Vu qu’on ne pense pas que les trottinettes électriques sauveront le monde, on doit militer pour changer le système de pouvoir actuel. Par conséquent, il nous faut lutter contre les institutions du capitalisme, ce qui n’est pas chose facile !

Camille Rouet


Avec notre vidéo, on tente de faire avancer des idées non pas de remplacement des techniques actuelles par d’autres, mais de réorganisation sociale afin de réduire les activités dispensables les plus polluantes.
Il est compliqué de porter ce discours actuellement puisque l’idéologie dominante au sein des principaux médias, politiques et économistes y est opposée. Le sujet est assez tabou, mais aussi mal compris, par exemple lorsque la décroissance est assimilée à un « retour à la bougie » par Laurence Ferrari lors d’un débat sur CNEWS.  

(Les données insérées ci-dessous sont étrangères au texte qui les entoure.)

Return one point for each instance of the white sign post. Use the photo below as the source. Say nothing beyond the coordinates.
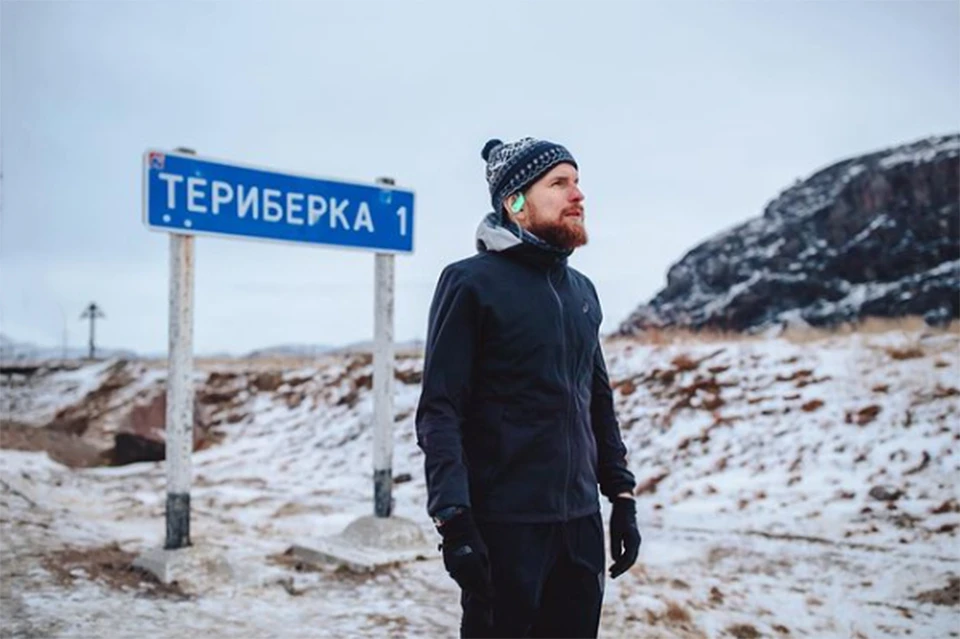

Pour que notre discours puisse porter, nous avons opté pour une approche plutôt technique, proche de notre formation d’ingénieur. Cela nous donne une certaine aisance pour comprendre ce sujet, mais aussi une légitimité car les ingénieur·es sont reconnus dans la société et sont au centre du mythe du progrès technique.

L’angle de la technique n’est pas forcément la meilleure solution puisque le terrain technique est insuffisant tant qu’on n’aborde pas la question clef qui est l’organisation de la production.

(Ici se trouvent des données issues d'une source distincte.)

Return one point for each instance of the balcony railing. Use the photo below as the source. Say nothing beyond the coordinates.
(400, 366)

Quels sont vos projets pour la suite ?
Attendez-vous une réaction particulière des spectateurs ? 

Nous attendons une « radicalisation » des luttes pour l’écologie.
Par radicalisation nous entendons le fait d’aller à la source, à la racine, des problèmes écologiques.
Nous espérons que le documentaire permette aux spectateurs de sortir de la version libérale de l’écologie : celle qui met uniquement en avant les actions individuelles telles que le recyclage, le zéro déchet, l’extinction des lumières, le vélo, etc. et qui condamne les initiatives de transformation sociale.
Nous pensons que les pratiques d’écologie individuelle sont utiles, mais qu’il est illusoire de se limiter à elles.
Les forces politiques en jeu sont extrêmement fortes : institutions, armée, marketing, normes sociales et mode de vie, et cela rend caduque l’espoir de convaincre chacun et chacune de « faire sa part ».
Il nous semble plus pertinent d’agir en amont, de manière collective et concertée directement sur les piliers du système : l’organisation de la production, les industries polluantes, la régulation environnementale, les objectifs politiques, etc.